A will is a legal instrument that takes effect at death. It names the people who inherit your property, appoints an executor to carry out your wishes, and — critically for parents — lets you nominate a guardian for minor children. A will speaks only when you can no longer speak for yourself, which is precisely why it must be prepared while you still can.

New York governs the creation of wills under EPTL §3-2.1. The statute is strict, and courts enforce it strictly. A will that misses a single formality can be thrown out entirely.

The EPTL §3-2.1 execution requirements

Requirement What New York law demands
Writing The will must be in writing (New York does not recognize oral or video wills for most people).
Signature at the end The testator must sign at the END of the document; anything after the signature can be disregarded.
Two witnesses At least two attesting witnesses must sign within the statutory window.
Publication The testator must publish the will — declare to the witnesses that the document is their will.
Capacity & intent The testator must be of sound mind and act freely, without undue influence.
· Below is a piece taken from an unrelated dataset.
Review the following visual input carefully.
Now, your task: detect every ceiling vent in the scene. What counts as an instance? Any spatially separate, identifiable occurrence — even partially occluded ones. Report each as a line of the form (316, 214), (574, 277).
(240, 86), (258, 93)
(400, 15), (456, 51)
Miss any of these and the document may fail. When a will fails — or when no will exists at all — New York applies intestacy under EPTL Article 4. The State then distributes your assets by a fixed formula that ignores your relationships, your blended family, your unmarried partner, the charity you cared about, and the child who needs more help than the others. Intestacy is the default plan, and it is rarely anyone’s plan.

The act-now lesson is simple: a will only protects you if it exists and is valid before the day it is needed. Drafting one is a decision; not drafting one is also a decision — just a far more expensive one made by default.

The Cost of Waiting Is Real

Delay feels harmless because nothing visibly happens. But behind the scenes, waiting quietly transfers control away from you and toward strangers, statutes, and circumstance.

  • Life changes faster than paperwork. Marriages, divorces, new children, new property, and new businesses all reshape who should inherit. An outdated will — or no will — locks in yesterday’s wishes or hands the decision to the State.
  • Guardianship for your children defaults to a court. Without a nomination in a valid will, a judge decides who raises your minor children. You know your family; the court does not.
  • Probate gets harder, not easier. Disputes, missing heirs, and unclear intentions multiply when there is no clear written record. A clean will signed today prevents the litigation that destroys families tomorrow.
  • Tax windows close. As you will see below, New York’s 2026 estate-tax rules contain a trap that punishes estates that drift over a threshold. Planning now is the only way to position assets before it is too late.

Every one of these risks shrinks the moment you sign a properly executed will. That is the entire argument for acting now.

A Will Is Only One Piece — Coordinate the Whole Plan

Here is where many New Yorkers go wrong: they treat a will as the finish line. In reality, a will is one of four documents in a coordinated New York estate plan. The others govern what happens while you are alive but unable to act — situations a will cannot touch, because a will only operates at death.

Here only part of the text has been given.